Se sumergió una y otra vez. Nadó de un lado a otro e hizo una especie de mohín cuando vio aparecer a su esposa con cara de sueño, luego de haber dormido toda la tarde. Con un dedo le sugirió que le dijera al doméstico que le trajera más wisky, en tanto le pidió a uno de los escoltas que buscara en el televisor que estaba al lado de la piscina el partido de Grandes Ligas que iban a poner en la tarde, para verlo un poco. El guardia le dijo que también jugaba Villa Clara, pero él hizo un gesto con la mano como diciendo que había visto muchas veces a Villa Clara como para castigarse de nuevo.
Abrazó a la esposa cuando llegó a la piscina y la ayudó a bajar. Solo le dijo que había tenido un día intenso y que estuvo todo el tiempo trabajando en el discurso del acto de la próxima semana sobre la importancia del sacrificio, porque solo con sacrificio podemos tener recompensas. La mujer le pasó la mano por la cara y se alejó dando rústicas brazadas a la otra parte de la piscina.

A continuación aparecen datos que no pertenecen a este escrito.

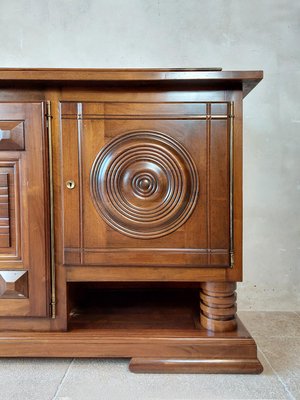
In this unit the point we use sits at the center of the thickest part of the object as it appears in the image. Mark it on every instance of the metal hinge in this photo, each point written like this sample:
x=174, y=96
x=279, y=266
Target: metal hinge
x=52, y=251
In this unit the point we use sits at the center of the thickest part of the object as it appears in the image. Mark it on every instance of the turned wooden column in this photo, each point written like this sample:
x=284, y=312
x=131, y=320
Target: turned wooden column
x=218, y=306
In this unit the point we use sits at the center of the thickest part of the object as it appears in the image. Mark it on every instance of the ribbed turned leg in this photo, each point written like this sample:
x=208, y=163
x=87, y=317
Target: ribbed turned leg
x=218, y=306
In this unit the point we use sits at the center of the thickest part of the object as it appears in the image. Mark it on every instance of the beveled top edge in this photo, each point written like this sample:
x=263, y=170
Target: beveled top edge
x=247, y=79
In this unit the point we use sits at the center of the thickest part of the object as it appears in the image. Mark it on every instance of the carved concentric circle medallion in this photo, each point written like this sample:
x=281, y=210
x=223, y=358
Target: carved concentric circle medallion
x=144, y=184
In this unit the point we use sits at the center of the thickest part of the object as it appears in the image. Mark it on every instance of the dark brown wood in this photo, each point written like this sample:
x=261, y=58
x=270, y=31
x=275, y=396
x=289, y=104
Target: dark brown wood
x=242, y=80
x=178, y=146
x=24, y=263
x=218, y=306
x=141, y=168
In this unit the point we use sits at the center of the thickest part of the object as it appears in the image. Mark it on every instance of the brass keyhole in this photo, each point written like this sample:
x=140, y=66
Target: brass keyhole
x=70, y=184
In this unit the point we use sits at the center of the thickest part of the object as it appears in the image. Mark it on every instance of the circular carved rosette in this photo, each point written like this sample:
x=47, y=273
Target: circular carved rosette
x=144, y=184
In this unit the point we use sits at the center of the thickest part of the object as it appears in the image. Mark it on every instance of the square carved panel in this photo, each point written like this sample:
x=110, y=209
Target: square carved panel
x=151, y=184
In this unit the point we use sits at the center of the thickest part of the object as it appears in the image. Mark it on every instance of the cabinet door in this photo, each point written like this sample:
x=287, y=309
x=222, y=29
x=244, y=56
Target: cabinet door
x=24, y=254
x=151, y=184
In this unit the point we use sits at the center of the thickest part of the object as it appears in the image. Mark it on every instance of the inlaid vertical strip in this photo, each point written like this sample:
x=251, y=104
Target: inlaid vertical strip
x=208, y=149
x=4, y=211
x=80, y=173
x=231, y=182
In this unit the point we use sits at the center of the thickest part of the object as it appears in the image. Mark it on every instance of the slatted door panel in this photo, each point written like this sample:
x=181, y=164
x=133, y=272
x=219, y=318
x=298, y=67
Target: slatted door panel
x=151, y=184
x=24, y=254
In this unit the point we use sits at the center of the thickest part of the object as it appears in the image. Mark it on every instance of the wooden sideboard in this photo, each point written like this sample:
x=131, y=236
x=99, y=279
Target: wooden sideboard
x=121, y=216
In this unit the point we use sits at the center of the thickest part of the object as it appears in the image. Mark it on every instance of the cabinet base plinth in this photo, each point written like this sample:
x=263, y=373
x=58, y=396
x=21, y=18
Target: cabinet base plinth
x=151, y=350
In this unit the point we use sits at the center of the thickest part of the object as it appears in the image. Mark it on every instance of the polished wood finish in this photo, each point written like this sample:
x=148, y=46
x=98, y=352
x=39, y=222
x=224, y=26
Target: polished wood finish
x=181, y=125
x=239, y=80
x=183, y=220
x=24, y=261
x=218, y=306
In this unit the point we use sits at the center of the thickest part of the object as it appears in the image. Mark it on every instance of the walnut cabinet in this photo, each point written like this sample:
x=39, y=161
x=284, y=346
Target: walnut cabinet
x=121, y=217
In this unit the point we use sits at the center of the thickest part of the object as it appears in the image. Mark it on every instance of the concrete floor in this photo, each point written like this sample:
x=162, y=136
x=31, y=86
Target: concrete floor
x=277, y=335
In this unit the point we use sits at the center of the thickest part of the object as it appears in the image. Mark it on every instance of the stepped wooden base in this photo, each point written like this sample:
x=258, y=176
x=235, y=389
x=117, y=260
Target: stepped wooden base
x=151, y=350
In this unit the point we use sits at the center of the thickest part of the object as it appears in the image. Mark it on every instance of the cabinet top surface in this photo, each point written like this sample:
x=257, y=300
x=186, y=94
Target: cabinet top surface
x=246, y=80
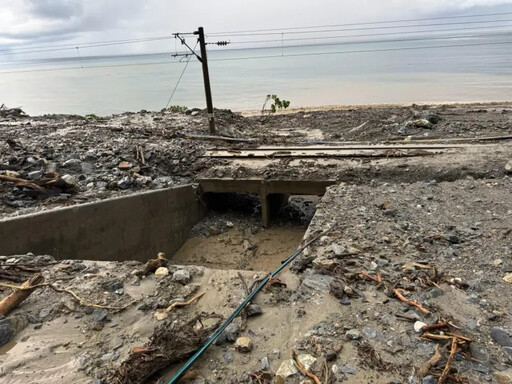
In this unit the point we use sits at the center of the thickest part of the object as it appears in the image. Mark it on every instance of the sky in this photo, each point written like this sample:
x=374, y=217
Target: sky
x=51, y=22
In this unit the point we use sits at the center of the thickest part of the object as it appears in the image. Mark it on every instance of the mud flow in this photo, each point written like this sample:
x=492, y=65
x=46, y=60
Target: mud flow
x=231, y=235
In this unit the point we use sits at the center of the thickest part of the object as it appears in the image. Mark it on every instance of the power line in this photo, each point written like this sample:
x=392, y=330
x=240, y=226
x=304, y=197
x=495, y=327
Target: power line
x=426, y=38
x=179, y=78
x=359, y=29
x=72, y=45
x=364, y=51
x=369, y=34
x=88, y=46
x=508, y=33
x=367, y=23
x=271, y=56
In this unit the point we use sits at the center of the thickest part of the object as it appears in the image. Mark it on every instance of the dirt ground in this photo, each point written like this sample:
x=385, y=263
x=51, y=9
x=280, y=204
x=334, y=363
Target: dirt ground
x=79, y=159
x=411, y=241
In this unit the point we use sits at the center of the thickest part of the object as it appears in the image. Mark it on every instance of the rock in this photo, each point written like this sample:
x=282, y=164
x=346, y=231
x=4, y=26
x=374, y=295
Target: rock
x=265, y=364
x=35, y=175
x=501, y=337
x=181, y=276
x=70, y=179
x=45, y=312
x=348, y=369
x=101, y=316
x=422, y=123
x=318, y=282
x=286, y=369
x=230, y=333
x=418, y=325
x=243, y=344
x=353, y=334
x=228, y=357
x=429, y=380
x=479, y=352
x=124, y=183
x=504, y=377
x=508, y=167
x=162, y=271
x=433, y=118
x=253, y=310
x=124, y=165
x=161, y=315
x=73, y=164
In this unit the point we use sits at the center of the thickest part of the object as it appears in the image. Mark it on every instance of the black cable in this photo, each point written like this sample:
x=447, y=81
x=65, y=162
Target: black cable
x=367, y=23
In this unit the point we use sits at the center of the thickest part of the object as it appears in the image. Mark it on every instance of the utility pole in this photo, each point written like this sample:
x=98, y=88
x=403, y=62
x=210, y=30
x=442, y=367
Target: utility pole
x=206, y=77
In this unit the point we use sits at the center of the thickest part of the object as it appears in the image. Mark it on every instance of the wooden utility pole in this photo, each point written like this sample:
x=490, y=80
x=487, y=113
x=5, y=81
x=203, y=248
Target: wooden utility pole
x=206, y=78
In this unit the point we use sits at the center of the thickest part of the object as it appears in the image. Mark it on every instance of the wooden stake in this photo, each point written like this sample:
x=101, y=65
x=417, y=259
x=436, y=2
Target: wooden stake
x=18, y=296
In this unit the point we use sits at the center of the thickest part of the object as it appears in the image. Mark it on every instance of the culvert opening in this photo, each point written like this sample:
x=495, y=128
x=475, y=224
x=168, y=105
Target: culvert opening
x=231, y=236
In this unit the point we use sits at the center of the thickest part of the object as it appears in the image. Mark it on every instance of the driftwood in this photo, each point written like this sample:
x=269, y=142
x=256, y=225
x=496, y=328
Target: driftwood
x=18, y=296
x=22, y=183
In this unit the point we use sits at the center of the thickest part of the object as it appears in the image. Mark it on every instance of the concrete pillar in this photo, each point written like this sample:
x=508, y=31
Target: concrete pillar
x=271, y=203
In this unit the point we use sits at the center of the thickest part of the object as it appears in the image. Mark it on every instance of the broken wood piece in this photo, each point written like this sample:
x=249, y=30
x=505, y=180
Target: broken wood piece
x=22, y=183
x=29, y=288
x=401, y=297
x=186, y=303
x=430, y=363
x=377, y=279
x=303, y=369
x=431, y=327
x=446, y=370
x=18, y=296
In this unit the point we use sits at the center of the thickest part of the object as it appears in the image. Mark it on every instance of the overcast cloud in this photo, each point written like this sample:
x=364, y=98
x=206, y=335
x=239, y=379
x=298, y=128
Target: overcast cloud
x=78, y=21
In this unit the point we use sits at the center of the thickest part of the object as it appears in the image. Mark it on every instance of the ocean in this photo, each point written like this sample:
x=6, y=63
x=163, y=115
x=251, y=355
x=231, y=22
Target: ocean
x=449, y=70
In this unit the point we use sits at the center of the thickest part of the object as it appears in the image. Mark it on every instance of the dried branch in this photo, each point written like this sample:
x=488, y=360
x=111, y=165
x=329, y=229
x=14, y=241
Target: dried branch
x=184, y=304
x=398, y=293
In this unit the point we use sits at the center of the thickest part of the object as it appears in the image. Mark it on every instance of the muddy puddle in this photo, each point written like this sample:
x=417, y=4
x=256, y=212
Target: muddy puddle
x=238, y=249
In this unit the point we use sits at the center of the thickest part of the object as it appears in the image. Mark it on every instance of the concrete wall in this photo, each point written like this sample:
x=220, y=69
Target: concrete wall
x=134, y=227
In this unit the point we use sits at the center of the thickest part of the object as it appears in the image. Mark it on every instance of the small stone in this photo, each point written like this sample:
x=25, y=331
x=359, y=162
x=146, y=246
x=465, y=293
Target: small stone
x=501, y=337
x=230, y=333
x=253, y=310
x=45, y=312
x=348, y=369
x=508, y=167
x=181, y=276
x=101, y=316
x=161, y=315
x=422, y=123
x=124, y=165
x=35, y=175
x=70, y=179
x=418, y=325
x=74, y=164
x=162, y=271
x=265, y=364
x=429, y=380
x=504, y=377
x=286, y=369
x=353, y=334
x=228, y=357
x=243, y=344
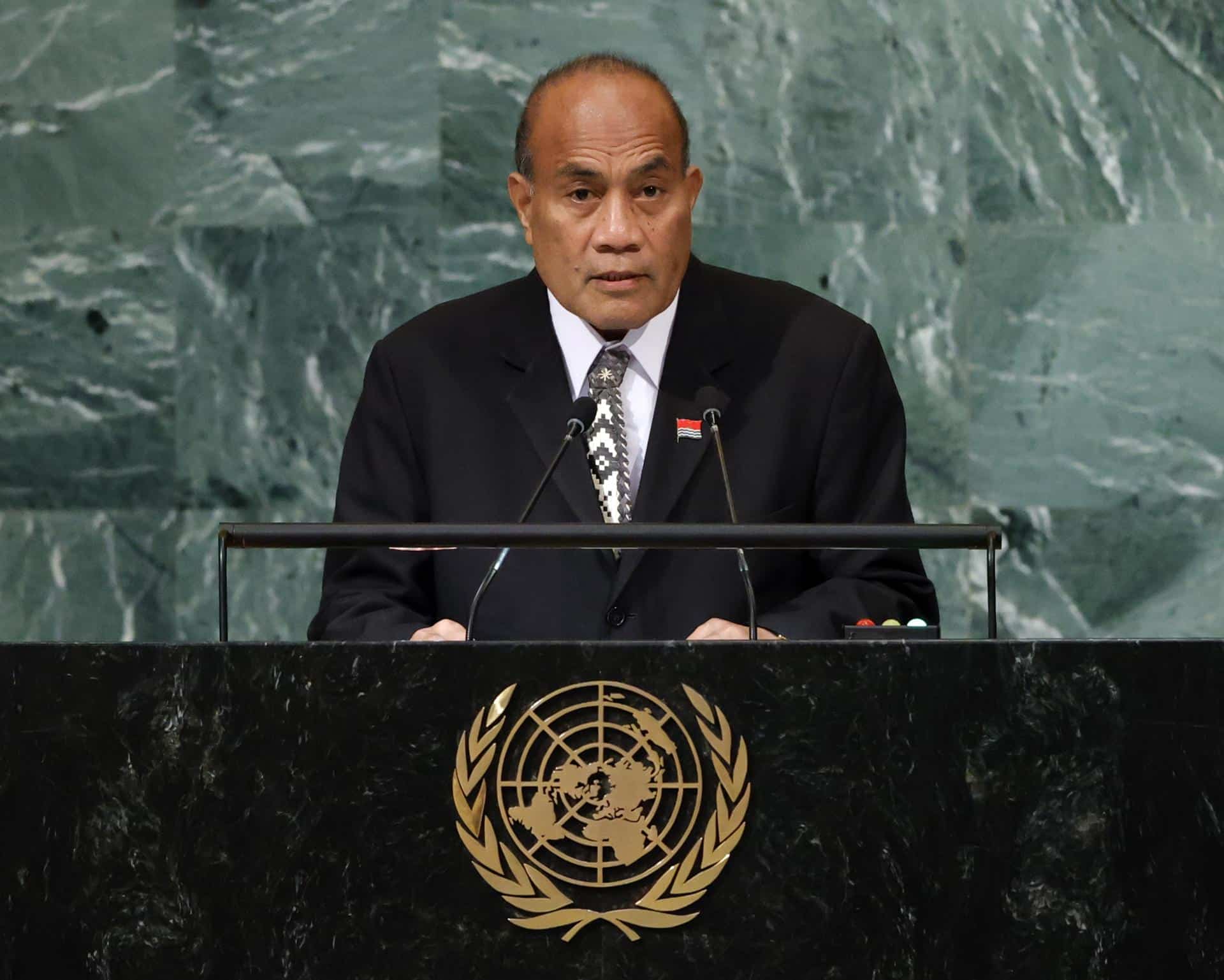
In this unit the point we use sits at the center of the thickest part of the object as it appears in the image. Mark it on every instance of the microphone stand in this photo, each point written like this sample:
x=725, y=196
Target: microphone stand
x=573, y=427
x=711, y=416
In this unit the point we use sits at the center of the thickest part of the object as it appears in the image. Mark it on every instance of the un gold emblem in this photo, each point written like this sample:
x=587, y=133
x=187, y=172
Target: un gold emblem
x=599, y=788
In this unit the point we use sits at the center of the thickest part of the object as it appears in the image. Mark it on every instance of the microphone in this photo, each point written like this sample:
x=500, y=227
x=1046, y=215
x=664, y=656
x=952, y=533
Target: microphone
x=711, y=416
x=581, y=415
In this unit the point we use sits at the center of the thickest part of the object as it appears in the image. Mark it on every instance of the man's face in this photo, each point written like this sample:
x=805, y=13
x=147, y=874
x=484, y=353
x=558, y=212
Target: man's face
x=609, y=213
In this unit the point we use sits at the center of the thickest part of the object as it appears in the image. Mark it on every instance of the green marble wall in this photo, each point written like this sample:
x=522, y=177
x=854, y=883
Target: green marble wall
x=210, y=211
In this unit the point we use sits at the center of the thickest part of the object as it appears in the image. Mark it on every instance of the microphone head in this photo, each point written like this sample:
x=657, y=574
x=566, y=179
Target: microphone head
x=581, y=414
x=711, y=398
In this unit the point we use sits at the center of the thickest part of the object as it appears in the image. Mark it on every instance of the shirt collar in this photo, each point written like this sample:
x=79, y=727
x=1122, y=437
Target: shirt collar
x=581, y=343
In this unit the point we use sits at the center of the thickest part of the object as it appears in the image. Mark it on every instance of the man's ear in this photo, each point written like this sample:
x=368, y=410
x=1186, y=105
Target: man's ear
x=520, y=189
x=693, y=182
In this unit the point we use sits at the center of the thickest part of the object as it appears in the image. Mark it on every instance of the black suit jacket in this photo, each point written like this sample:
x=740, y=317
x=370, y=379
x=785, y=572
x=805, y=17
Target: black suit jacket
x=464, y=406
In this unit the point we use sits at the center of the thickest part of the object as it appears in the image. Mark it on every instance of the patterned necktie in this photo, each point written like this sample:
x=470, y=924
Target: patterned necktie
x=606, y=447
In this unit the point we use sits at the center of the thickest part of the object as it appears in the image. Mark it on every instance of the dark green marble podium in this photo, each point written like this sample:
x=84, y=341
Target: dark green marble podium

En su casa el obrero intenta encender un reverbero porque no hay corriente para hacerle la comida a los niños. La vecina le dice que al día siguiente habrá pan, y le pasa una esquela donde le recuerda que el martes siguiente está citado en la planta baja para ir a un acto con el dirigente, donde se hablará seguro de los sacrificios que hacen para que los cubanos podamos vivir bien. ´¡Un día!